La creciente aceptación de la cerveza sin alcohol
La categoría de cerveza sin alcohol se encuentra en expansión. Según Matías Canziani, de CCU, este segmento representa ya un 2% del mercado total y está ganando popularidad. Productos como Heineken 0.0 y Imperial Golden sin alcohol son ejemplos de la ampliación de la oferta cervecera hacia opciones sin etanol, respaldadas por avances tecnológicos que mantienen un sabor auténtico y familiar.
Incluso las cervezas artesanales, como las de Antares, están aventurándose en esta categoría. Con técnicas innovadoras, producen cervezas sin alcohol como su IPA, lo que refleja el potencial y la demanda de estos productos en el mercado actual.
Estrategias vitivinícolas para la nueva demanda
Las bodegas reconocen la necesidad de adaptarse a las expectativas cambiantes de los consumidores y han comenzado a explorar el potencial del vino sin o con bajo contenido alcohólico. Productos de diversas regiones exhiben etiquetas con contenidos alcohólicos reducidos, ofreciendo una variedad que satisface diferentes preferencias y ocasiones de consumo.
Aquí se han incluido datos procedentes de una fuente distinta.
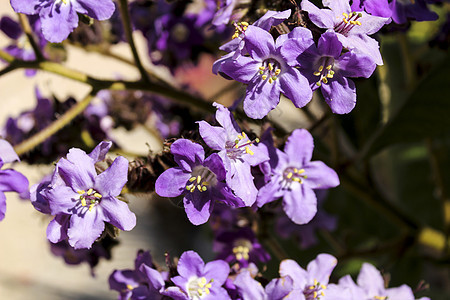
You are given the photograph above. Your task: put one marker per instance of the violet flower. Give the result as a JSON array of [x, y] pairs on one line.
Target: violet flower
[[326, 68], [312, 283], [10, 180], [200, 180], [371, 285], [198, 280], [296, 177], [268, 72], [82, 200], [352, 28], [59, 17], [237, 151]]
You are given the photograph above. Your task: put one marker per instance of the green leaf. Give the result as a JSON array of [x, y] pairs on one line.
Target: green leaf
[[426, 113]]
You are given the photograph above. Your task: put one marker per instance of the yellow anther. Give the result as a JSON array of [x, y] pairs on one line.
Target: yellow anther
[[248, 151]]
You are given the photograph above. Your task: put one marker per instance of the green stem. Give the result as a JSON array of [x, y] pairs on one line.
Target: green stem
[[129, 35], [57, 125]]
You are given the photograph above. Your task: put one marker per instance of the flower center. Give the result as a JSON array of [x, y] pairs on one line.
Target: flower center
[[241, 249], [270, 70], [348, 22], [202, 177], [239, 28], [292, 174], [314, 291], [240, 146], [325, 70], [198, 287], [90, 198]]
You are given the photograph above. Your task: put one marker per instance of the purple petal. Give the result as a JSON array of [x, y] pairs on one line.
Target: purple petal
[[190, 264], [323, 18], [85, 229], [320, 176], [112, 180], [98, 9], [13, 181], [28, 7], [259, 43], [172, 182], [187, 153], [300, 204], [118, 213], [215, 137], [58, 21], [7, 153], [57, 228], [295, 87], [198, 208], [340, 94], [217, 270], [61, 199], [299, 147]]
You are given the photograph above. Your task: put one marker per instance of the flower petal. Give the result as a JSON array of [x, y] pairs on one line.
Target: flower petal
[[118, 213]]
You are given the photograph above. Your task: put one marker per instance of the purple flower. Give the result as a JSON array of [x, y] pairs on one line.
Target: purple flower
[[144, 282], [82, 200], [237, 151], [352, 28], [240, 246], [198, 280], [371, 285], [296, 176], [326, 68], [10, 180], [59, 17], [312, 283], [200, 180], [268, 72]]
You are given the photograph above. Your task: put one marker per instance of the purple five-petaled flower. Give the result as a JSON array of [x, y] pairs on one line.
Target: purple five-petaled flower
[[325, 67], [296, 177], [268, 72], [82, 200], [10, 180], [60, 17], [199, 179], [352, 28], [237, 151], [198, 280]]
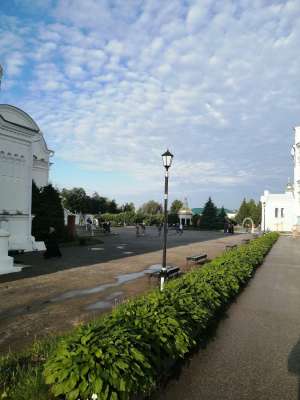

Ejemplos como los vinos de baja graduación Santa Julia Tardío o el Amalaya Liviano Torrontés destacan cómo las bodegas están innovando para atraer a una base de consumidores diversa. Agustín Silva del Catena Institute subraya la sofisticación en los procesos de desalcoholización, diseñados para preservar los aromas y el cuerpo característicos del vino, sin sacrificar calidad.
Este enfoque representa una tendencia cultural significativa, con proyecciones de crecimiento en el mercado global de NO&LOW, según Delfina D’Alessandro de Nieto Senetiner. Las bodegas están cada vez más interesadas en integrar estos productos en su portfolio, anticipando un aumento en la variedad ofrecida a los consumidores en el futuro cercano.
Finalmente, aunque todavía se enfrenta con escepticismo en algunos sectores, el movimiento NO&LOW está estableciendo un nicho importante en el mercado internacional, llevando a las bodegas a considerar la adaptación a estas demandas como un paso estratégico clave para el futuro de la vitivinicultura argentina.